Wzór odznaki, po przejęciu jej przez PTTK, uległ pewnym modyfikacjom. W odznace „małej” były one najmniejsze, polegały bowiem tylko na dodaniu do widniejącego na niej skrótu PTT litery K, natomiast w odznace „dużej” zmieniono całkowicie jej wygląd. Stylizowane dwie jodły stojące na wierzchołkach gór, a także na ich tle, zastąpiono sylwetką kozicy, w miejsce zaś wężyka wprowadzono stylizowane gałązki kosówki. Oczywiście i w tej odznace pojawił się skrót PTTK. Autorem projektów nowych odznak był krakowski plastyk, turysta i przodownik GOT, Zdzisław Czaczko.
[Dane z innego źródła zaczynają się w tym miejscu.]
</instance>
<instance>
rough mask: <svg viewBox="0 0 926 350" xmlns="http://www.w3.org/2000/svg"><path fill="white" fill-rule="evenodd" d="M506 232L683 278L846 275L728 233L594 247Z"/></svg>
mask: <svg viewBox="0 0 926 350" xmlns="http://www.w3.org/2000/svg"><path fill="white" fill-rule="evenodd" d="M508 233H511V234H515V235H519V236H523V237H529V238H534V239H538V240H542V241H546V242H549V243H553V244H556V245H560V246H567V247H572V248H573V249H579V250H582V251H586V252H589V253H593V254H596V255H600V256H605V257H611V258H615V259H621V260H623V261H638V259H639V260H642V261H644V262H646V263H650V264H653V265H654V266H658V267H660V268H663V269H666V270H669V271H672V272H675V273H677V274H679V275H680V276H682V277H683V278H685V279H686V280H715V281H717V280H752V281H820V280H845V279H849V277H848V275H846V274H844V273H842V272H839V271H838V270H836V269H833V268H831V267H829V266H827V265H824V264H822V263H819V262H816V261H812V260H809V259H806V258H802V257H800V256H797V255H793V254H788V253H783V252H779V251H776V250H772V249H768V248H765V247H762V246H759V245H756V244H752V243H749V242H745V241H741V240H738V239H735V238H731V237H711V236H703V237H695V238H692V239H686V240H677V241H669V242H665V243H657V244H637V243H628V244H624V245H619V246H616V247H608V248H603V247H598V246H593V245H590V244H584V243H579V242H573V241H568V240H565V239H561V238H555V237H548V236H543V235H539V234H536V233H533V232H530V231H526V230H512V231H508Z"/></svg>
W 1951 r. KTG ZG zaproponowała ustanowienie swego rodzaju dodatkowej nagrody przy ubieganiu się o odznakę, mianowicie wyróżnienia „Za wytrwałość”. Mógł się o nie ubiegać każdy posiadacz GOT małej złotej lub GOT dużej któregokolwiek stopnia. Wyróżnienie miało się otrzymywać za 7-krotne spełnienie norm „wymaganych do posiadanego względnie niższego stopnia odznaki w ciągu 12 lat od daty zdobycia najwyższego stopnia”, później zastąpiono ów wymóg warunkiem 7-krotnego uzyskania norm odznaki małej w stopniu brązowym, wreszcie – w 1956 r. – wprowadzono formułę 10-krotnego (dla posiadaczy GOT małej złotej i dużej srebrnej)) lub 7-krotnego (dla posiadaczy dużej złotej) uzyskania wymogów potrzebnych dla zdobycia jakiegokolwiek stopnia odznaki, generalnie obowiązującą po dzień dzisiejszy. Początkowo regulamin odznaki przewidywał zamieszczanie wyróżnienia w formie odpowiedniej adnotacji w legitymacji GOT, a potem w Książeczce GOT, która przejęła funkcję legitymacji, jednakże w 1958 r. na forum Komisji Turystyki Górskiej ZG PTTK zaczęto rozważać projekt zmiany dotychczasowej formy wyróżnienia. Efektem owych dyskusji stała się odznaka GOT „Za wytrwałość”, która otrzymała plastyczną formę według projektu Danuty Sokołowskiej.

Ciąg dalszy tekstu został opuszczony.